The striking thing about the great brouhaha over the billing practices of General Dynamics is that it was so suddenly triggered by the sound of a dog -- yes, a dog -- lapping at the public trough.

That General Dynamics, which as the nation's biggest defense contractor takes in some $7 billion from the public till every year, is a highhanded servant is certainly not news. Soon after becoming secretary of the Navy four years ago, John Lehman challenged the submarine-building division of General Dynamics (as well as other firms) for producing slack workmanship and then seeking public indemnity when it had to be made good at extra cost.

Lehman's assault on such practices as bad welding and phony "cost overruns" did not go unnoticed, indeed was generously reported. But for all its impact on the level of public indignation, Lehman might have saved breath and ink.

Nor are cynicism and laxity in defense procurement limited to submarine building, or General Dynamics. Almost daily, test embarrassments haunt costly weapons systems: the DIVAD antitank vehicle, for instance, or the new Jeep substitute, or the Pershing 2 ballistics missile, which is supposed to be in deployment in Europe but has been plagued by repeated test failures. Yet one rarely if ever sees any effective demand in Congress or by the public that such contracts be renegotiated, canceled or otherwise adjusted when costly systems flop.

Yet now, in what may be history's most spectacular exercise in loud barn-door slamming after fled horses, Defense Secretary Caspar Weinberger has "suspended" the Pentagon's payment of "overhead" billings by General Dynamics, a small pinch of the huge monthly cash flow to that contractor.

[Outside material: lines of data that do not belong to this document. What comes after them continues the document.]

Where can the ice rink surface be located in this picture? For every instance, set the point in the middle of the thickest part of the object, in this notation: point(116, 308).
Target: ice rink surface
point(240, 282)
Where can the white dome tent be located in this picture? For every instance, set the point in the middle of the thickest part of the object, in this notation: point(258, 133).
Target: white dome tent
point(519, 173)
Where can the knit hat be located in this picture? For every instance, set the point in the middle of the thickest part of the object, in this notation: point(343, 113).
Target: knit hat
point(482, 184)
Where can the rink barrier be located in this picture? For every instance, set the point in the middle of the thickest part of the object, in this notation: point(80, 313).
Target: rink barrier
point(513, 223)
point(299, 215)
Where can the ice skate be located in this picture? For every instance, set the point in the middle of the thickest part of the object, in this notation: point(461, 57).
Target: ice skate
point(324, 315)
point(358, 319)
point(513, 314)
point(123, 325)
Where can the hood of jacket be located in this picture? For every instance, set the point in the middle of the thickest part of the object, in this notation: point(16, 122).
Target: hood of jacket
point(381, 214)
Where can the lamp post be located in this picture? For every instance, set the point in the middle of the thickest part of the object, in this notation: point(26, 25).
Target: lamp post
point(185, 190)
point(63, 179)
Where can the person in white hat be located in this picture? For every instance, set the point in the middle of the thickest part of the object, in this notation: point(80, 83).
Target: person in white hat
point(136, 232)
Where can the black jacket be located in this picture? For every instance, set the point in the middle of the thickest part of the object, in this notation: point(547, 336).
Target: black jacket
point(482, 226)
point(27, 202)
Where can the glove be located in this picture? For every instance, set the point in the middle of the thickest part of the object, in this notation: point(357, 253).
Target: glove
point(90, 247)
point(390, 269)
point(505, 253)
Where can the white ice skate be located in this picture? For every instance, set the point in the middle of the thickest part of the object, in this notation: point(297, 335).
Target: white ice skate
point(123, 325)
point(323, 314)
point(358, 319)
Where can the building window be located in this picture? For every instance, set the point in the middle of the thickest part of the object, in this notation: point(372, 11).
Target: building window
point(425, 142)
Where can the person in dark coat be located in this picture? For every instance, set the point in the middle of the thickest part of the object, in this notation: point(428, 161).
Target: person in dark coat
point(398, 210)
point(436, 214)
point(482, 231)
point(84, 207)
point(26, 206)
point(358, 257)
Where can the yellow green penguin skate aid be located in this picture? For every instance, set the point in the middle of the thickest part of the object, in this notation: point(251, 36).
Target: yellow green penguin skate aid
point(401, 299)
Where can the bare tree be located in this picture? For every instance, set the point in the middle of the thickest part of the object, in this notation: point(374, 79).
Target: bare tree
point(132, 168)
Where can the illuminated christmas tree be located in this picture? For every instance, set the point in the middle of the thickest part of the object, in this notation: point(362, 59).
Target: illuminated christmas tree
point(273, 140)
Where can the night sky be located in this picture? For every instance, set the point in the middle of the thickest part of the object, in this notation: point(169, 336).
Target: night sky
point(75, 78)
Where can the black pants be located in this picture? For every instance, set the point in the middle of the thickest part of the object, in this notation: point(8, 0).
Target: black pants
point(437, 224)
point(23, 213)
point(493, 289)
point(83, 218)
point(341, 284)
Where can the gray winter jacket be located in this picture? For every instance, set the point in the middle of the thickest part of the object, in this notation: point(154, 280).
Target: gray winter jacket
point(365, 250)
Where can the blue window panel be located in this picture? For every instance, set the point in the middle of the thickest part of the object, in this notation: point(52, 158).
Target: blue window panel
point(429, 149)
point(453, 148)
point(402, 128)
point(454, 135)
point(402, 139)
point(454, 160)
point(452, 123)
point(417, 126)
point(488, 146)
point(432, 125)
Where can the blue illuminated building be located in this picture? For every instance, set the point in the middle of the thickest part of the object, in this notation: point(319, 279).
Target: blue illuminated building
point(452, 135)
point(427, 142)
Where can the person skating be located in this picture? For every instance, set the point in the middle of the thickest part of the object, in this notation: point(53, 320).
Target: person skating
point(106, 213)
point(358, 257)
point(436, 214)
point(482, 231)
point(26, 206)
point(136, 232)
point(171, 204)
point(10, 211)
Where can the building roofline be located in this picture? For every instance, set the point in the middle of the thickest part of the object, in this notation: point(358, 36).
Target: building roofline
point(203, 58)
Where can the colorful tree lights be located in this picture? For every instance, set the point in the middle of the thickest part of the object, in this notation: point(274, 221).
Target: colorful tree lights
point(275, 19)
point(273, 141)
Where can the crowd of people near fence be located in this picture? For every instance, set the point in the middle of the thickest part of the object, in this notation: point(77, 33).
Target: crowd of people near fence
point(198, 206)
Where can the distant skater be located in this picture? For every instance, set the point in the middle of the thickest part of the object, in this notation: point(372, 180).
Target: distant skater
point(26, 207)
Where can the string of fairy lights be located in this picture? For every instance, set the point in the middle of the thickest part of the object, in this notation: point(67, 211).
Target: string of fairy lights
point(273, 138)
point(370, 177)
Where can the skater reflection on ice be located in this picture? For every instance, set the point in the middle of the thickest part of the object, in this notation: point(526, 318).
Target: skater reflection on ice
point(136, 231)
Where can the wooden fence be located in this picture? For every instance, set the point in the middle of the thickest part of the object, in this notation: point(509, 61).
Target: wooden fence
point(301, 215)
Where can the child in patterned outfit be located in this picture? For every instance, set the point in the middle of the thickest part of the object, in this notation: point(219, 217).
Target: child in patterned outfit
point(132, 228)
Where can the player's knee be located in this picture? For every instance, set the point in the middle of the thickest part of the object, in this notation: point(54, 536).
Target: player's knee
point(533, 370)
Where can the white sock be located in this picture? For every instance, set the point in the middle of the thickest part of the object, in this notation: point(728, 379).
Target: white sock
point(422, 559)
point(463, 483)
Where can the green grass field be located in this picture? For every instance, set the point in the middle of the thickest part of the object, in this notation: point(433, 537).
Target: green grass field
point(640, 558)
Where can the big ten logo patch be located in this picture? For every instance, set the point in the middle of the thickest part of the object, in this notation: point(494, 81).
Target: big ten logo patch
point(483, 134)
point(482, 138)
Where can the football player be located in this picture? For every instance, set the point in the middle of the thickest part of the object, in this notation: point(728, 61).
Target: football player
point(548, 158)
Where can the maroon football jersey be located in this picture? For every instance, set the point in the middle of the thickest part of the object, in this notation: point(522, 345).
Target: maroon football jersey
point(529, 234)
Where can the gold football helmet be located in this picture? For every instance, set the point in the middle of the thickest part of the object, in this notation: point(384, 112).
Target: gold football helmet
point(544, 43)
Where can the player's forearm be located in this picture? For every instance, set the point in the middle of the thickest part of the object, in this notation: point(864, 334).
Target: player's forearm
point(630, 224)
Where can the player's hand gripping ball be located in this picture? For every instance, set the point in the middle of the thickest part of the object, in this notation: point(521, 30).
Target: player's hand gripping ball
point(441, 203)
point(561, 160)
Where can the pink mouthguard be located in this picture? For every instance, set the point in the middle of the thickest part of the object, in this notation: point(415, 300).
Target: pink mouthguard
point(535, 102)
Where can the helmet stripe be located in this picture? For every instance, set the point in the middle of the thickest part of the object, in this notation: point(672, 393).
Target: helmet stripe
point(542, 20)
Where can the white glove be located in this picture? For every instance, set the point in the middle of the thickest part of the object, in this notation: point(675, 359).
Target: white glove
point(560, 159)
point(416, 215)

And the offense? A mouse has escaped. It was one thing, you see, to put bad welding seams in submarines. But it wasn't until a General Dynamics executive boarded his dog and sent the bill to the Pentagon that a howl went up from coast to coast. A dog? What, it was thundered, did boarding a dog have to do with national defense?

Nothing, strictly speaking. Yet were we wholly rational about such matters it might be argued that boarding a dog has as much to do with defense as building a high-tech weapons system that won't work; perhaps even a bit more. Suppose, perversely, that a defense-contractor executive freed from a weekend of dog-sitting made an intelligent decision that saved the taxpayers some millions of dollars. From what we know of General Dynamics, that may seem implausible; but it could happen.

It seems obvious, then, that the great huffing and puffing triggered by the dog-boarding bill reflects less skepticism about defense procurement habits than that eternal puritanism that lurks in the American soul. Throw away billions on a gun that won't shoot straight, if you will; but never, never indulge at public expense in so flagrant a symbol of the cushy life as boarding a dog.

This may be the ultimate in gagging at gnats while swallowing camels by the carload, but it is such trivialities that get the public's and the Pentagon's attention.

Meanwhile, serious abuses in defense procurement slip by unpenalized. They include buying weapons that won't work; committing excess because so many state and local economies depend on defense contracts; winking while retired military officers exploit their experience and contacts to the public's detriment.

No president since Dwight Eisenhower, who as an old soldier was hard to bamboozle, has seriously tried to discipline the procurement system. Certainly not Ronald Reagan or Caspar Weinberger, who exhibit a touching faith that the more and bigger (and more expensive) weapons you buy, the stronger you grow.

Meanwhile, the procurement process weaves itself inextricably into the fabric of economy and politics, so that to yank at any dangling string risks an incalculable unraveling of local economies from Bangor to Point Barrow.

Is there no consolation? Yes. Contrary to another ancient American superstition, professional military people are not, with occasional exceptions, very warlike; nor is the defense contracting system, corrupt as it is, an instrument of war-mongering per se. No beneficiary of so golden a goose would risk its neck in warfare when the rewards of peaceful nesting are so great.